As a reminder: Thunderdome is a way to compare the performance and behaviour of different versions of IPFS gateways using real traffic in a controlled environment. It’s being developed by the Production Engineering team, currently Ian Davis (@iand) and Tommy Hall (@thattommyhall).

In our last update Tommy demonstrated how we could define an experiment, stand it up and have traffic streamed to it within minutes. Since then we have been refining that process and improving the metrics we report and the dashboards we produce.

We’re now in the position where we can run several experiments concurrently.
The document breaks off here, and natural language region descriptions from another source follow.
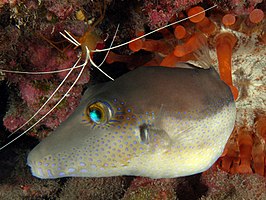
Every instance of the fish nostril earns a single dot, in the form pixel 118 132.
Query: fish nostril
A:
pixel 144 133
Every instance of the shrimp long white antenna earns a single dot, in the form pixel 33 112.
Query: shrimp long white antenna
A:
pixel 50 97
pixel 38 72
pixel 75 42
pixel 140 37
pixel 70 88
pixel 98 66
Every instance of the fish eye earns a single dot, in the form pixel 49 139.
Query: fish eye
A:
pixel 99 112
pixel 144 133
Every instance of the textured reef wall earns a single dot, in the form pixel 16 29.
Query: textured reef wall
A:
pixel 234 32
We have setup and run four different experiments for Kubo, each of which has been streamed live Gateway traffic for over 24 hours. This update lists some key findings and dives a bit deeper into the experiments we are running.

Key Findings

We have only been running these experiments for 1-2 days so it is still early to be drawing conclusions. But each of the three significant experiments we have run has uncovered some interesting data or behaviour so we’re really excited that Thunderdome is proving to be useful tool to make available for everyone to use.

Each experiment is discussed in detail below but if you just want to dive into the metrics, these are the main charts we use on Grafana:

Experiment One: tweedles

tweedles is our null experiment. We run two identical instances of Kubo (dee and dum) and send the same traffic to each of them. We do this to give us more confidence that dealgood, the component that sends the stream of requests and measures response times, is behaving well. Every instance in an experiment gets sent the same requests by dealgood so they should respond similarly.

In the tweedles experiment the TTFB metric shows almost no difference at any of the quantiles which indicates that we're running a fair test.

target metrics (tweedles experiment)

target metrics (tweedles experiment)

Resource utilization is similar too, with both averaging about 27k goroutines and using 5-6GiB heap.

In terms of request handling, both instances are receiving about 15 per second and there are almost zero drops. Drops indicate that the instance can't keep up with the number of requests that dealgood is sending: the request is dropped if there are too many in-flight at any one time. The number of concurrent requests and the maximum rate at which they are sent is configured on a per experiment basis. In the future we plan to adapt these dynamically as part of warming up the instances so we can make sure the instances are fully utilized.